Immigration mattersU.S. seeks the forfeiture of a business employing illegal aliens

Published 10 May 2010

In the past, U.S. federal authorities have taken action against companies that have knowingly hired illegal immigrants; punishments included fines and jail time; now, in an unusual step, federal authorities are seeking the forfeiture of an operating San Diego-area bakery

Owners arrested for hiring illegal immigrants // Source:

Last December we reported that, for the first time in Arizona, a company employing illegal immigrants had been punished for violating the law; the company had its business license suspended for ten days and was put on a 3-year probation; the punishment was symbolic because the company was already out of business (“A first: Arizona firm punished under hiring law,” 22 December 2009 HSNW).

The U.S. federal authorities’ campaign against businesses employing illegal aliens has nothing symbolic about it, as the feds have taken the unusual step of seeking the forfeiture of an actual business that is suspected of employing illegal aliens. The French Gourmet, a San Diego-area bakery, its president, and a manager have been charged with conspiring to engage in a pattern or practice of hiring and continuing to employee unauthorized workers (a misdemeanor) in addition to fourteen felony counts, including making false statements and shielding undocumented alien employees from detection.

According to the indictment, the owner and managers certified on the firm’s Employment Verification Forms (I-9) that the documents they examined appeared to be genuine, and to the best of the their knowledge, the employees listed on the I-9 were eligible to work in the United States. They then place the workers on the company’s payroll and paid them by paycheck until they received “No Match” letters from the Social Security Administration (SSA) advising that the Social Security numbers being used by the employees did not match the names of the rightful owners of those numbers. The indictment goes on to allege that after receiving the “no match” letters, the company conspired to pay the undocumented employees in cash until the workers produced a new set of employment documents with different Social Security numbers.

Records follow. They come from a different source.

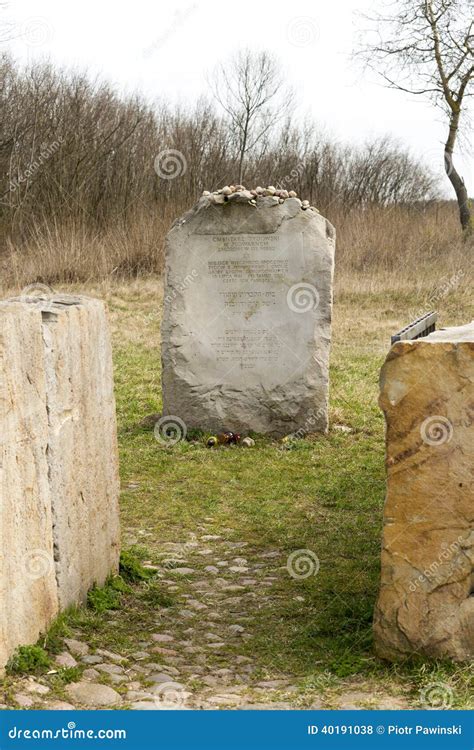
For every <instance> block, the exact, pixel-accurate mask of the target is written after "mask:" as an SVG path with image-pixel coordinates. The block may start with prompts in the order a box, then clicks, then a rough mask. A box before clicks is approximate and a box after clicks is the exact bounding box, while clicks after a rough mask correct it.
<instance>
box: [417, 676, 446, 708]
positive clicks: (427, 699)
mask: <svg viewBox="0 0 474 750" xmlns="http://www.w3.org/2000/svg"><path fill="white" fill-rule="evenodd" d="M453 701H454V693H453V689H452V688H451V687H450V686H449V685H447V684H446V683H445V682H430V684H429V685H425V687H424V688H422V689H421V690H420V703H421V705H422V706H423V708H425V709H427V710H428V711H430V710H431V711H440V710H446V709H448V708H451V706H452V705H453Z"/></svg>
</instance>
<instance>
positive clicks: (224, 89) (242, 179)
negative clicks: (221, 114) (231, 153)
mask: <svg viewBox="0 0 474 750" xmlns="http://www.w3.org/2000/svg"><path fill="white" fill-rule="evenodd" d="M210 85H211V89H212V92H213V94H214V96H215V98H216V100H217V101H218V102H219V104H220V105H221V107H222V108H223V109H224V111H225V112H226V114H227V116H228V119H229V126H230V128H231V129H232V132H233V134H234V137H235V140H236V145H237V154H238V172H239V182H240V183H242V182H243V179H244V172H245V162H246V158H247V157H248V156H250V154H252V153H254V152H255V150H256V148H257V146H259V147H260V148H261V149H262V150H264V148H265V147H266V146H267V145H268V142H269V139H270V136H271V133H272V131H273V129H274V127H275V125H276V124H277V122H279V121H280V120H282V119H283V118H285V117H286V115H287V114H288V110H289V107H290V105H291V103H292V101H293V91H292V90H291V88H290V87H288V86H287V85H286V84H285V82H284V78H283V76H282V74H281V72H280V68H279V66H278V64H277V63H276V62H275V60H274V59H273V58H272V57H271V56H270V55H269V53H268V52H257V53H255V52H251V51H249V50H245V51H243V52H239V53H238V54H237V55H236V56H235V57H234V58H232V59H231V60H230V62H228V63H224V64H223V65H221V66H219V67H218V68H216V70H215V71H214V73H213V75H212V76H211V79H210Z"/></svg>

In May 2008 ICE agents executed a federal search warrant at the French Gourmet and arrested eighteen undocumented workers. During the searches, ICE agents seized employee and payroll records as evidence in the criminal case.


Employers have a responsibility for maintaining the integrity of their workforce,” said Mike Carney, acting special agent in charge for ICE Office of Investigations in San Diego. “This indictment shows ICE’s commitment to holding businesses accountable when they repeatedly ignore immigration laws as it relates to their workforce. The goal of our enforcement effort is two-fold, first to reduce the demand for illegal employment and, second, to protect job opportunities for the nation’s lawful workforce.”